Grazie deputata. Così la Presidente della Camera Laura Boldrini, pochi giorni fa, ha risposto al leghista Paolo Grimoldi che ripetutamente si era rivolto a lei con “signor Presidente”, ponendo fortemente l’accento sul quel “signor”. Il deputato leghista ha, così, mostrato palesemente quello che pensava della battaglia – sì perché in fondo di questo si tratta – condotta in proposito dalla Presidente che a suo tempo aveva indirizzato una lettera ai componenti della Camera sollecitando l’uso corretto di forme di linguaggio di genere. Boldrini chiedeva «l’adeguamento del linguaggio parlamentare al ruolo istituzionale, sociale e professionale assunto dalle donne e al pieno rispetto delle identità di genere».

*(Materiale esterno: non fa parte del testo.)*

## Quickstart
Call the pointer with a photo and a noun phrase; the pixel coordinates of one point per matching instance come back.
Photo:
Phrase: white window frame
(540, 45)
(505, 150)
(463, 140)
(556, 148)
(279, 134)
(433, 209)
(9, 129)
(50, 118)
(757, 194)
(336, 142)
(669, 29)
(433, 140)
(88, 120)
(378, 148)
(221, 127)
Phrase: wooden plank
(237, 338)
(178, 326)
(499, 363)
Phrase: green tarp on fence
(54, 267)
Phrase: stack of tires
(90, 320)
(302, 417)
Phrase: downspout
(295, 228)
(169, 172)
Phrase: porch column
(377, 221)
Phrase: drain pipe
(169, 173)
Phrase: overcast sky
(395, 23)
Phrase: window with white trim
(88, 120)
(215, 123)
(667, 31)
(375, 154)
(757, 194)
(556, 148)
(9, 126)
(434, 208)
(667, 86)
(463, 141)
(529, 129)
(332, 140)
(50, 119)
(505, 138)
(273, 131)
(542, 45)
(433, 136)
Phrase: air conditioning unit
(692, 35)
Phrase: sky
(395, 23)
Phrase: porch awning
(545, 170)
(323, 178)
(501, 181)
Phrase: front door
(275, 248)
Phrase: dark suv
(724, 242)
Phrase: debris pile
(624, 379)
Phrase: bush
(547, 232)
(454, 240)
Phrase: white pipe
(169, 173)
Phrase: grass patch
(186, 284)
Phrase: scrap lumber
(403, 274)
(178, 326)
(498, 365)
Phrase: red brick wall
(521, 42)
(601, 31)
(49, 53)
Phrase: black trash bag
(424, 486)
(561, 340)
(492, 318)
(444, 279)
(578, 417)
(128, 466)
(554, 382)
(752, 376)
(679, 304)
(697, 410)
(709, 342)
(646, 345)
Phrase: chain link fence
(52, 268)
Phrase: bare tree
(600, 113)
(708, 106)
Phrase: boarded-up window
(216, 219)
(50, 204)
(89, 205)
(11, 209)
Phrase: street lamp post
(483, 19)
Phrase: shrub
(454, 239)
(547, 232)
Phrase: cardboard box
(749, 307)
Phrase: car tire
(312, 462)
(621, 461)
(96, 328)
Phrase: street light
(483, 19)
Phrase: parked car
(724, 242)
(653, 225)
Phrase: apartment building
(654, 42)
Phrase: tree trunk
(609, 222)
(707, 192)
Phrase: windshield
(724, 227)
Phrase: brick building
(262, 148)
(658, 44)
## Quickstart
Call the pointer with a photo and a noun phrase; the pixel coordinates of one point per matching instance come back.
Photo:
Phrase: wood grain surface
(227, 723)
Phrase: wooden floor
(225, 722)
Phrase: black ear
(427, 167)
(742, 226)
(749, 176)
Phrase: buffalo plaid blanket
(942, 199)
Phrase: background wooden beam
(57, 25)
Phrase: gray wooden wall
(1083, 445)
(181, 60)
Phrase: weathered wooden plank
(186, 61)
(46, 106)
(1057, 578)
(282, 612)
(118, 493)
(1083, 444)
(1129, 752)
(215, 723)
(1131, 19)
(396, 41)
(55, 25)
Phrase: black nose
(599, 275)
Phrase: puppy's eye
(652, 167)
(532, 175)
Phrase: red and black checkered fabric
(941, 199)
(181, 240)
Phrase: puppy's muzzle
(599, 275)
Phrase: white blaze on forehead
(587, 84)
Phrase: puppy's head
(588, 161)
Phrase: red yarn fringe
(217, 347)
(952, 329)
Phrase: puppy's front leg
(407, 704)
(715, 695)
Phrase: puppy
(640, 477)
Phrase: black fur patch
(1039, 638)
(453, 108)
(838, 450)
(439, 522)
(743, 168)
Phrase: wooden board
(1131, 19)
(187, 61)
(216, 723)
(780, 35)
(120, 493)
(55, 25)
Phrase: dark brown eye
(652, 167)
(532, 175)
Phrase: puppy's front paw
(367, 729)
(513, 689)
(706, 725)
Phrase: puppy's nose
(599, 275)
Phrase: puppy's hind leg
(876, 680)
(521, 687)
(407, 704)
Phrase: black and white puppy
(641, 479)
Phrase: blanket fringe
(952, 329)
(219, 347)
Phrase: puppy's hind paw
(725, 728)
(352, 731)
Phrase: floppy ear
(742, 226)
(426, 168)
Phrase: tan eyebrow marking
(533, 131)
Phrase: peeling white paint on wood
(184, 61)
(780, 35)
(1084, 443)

Ovviamente, molti dei nostri rappresentanti, sempre in molte altre faccende affaccendate, hanno etichettato la questione come “banale”. Senza rendersi conto di come non solo sia opportuno, ma anche formalmente e grammaticalmente corretto usare il genere giusto. Purtroppo però questa battaglia, perseguita da molte associazioni, tra cui anche le giornaliste di Gi.U.Li.A. con il manuale “Donne, grammatica e media”, viene ancora considerata una questione di mera forma, una sorta di capriccio di poche donne troppo scrupolose. Una battaglia che vede disinteressati e detrattori uniti spesso nella comune disinformazione sull’argomento.
Come chi, per tagliar corto, ad esempio, su qualche social è anche capace di scrivere “ma allora l’oculista maschio dovremmo chiamarlo oculisto…” oppure come chi – Luciana Littizzetto, per esempio – si dichiara stupita che “simili questioni possano scomodare anche l’Accademia della Crusca”. Ma se invece si ripartisse solo dal corretto uso della lingua? Se i ricordi scolastici non mi ingannano, proprio le parole che finiscono in “ente”, da sempre vengono usate per tutte e due i generi ed è l’articolo a “fare la differenza”.
Sì perché, di fatto, la “Grammatica la fa… la differenza”, proprio come recita un albo per la scuola appena pubblicato dalla casa editrice Mammeonline (AA. VV., Ill. di Gabriella Carofiglio). Quarantotto pagine di racconti, filastrocche e fiabe che in maniera spontanea mostrano a bambini e bambine la naturalezza dell’uso del linguaggio di genere. “Che le donne, nei secoli, siano state poco considerate è un dato di fatto inconfutabile, ma che anche la nostra lingua le abbia ignorate e continui a ignorarle rifiutando il genere femminile, non è più accettabile”, si legge nella presentazione. Per ripristinare correttezza lessicale e rispetto delle differenze tra i sessi è bene ripartire dall’osservanza della grammatica e dalla scelta delle parole ed è necessario cominciare a parlarne a chi con la lingua ha il primo approccio: i bambini e le bambine.
Il libro si propone, infatti, di suscitare la curiosità verso argomenti apparentemente immutabili, facendo comprendere che gli strumenti per cambiare il nostro modo di parlare e pensare, rispetto al genere femminile, la lingua li possiede già, basta solo cominciare a usarli correttamente. In questo senso, credo che oltre ai genitori, sia giusto chiamare all’appello le maestre e i maestri, le insegnanti e gli insegnanti, le professoresse e i professori, chiedendo loro di non correggere la bambina che sogna di fare “la medica” anziché “il medico” e magari di augurare alla ragazza che voglia fare la calciatrice, di diventare una brava “libera”.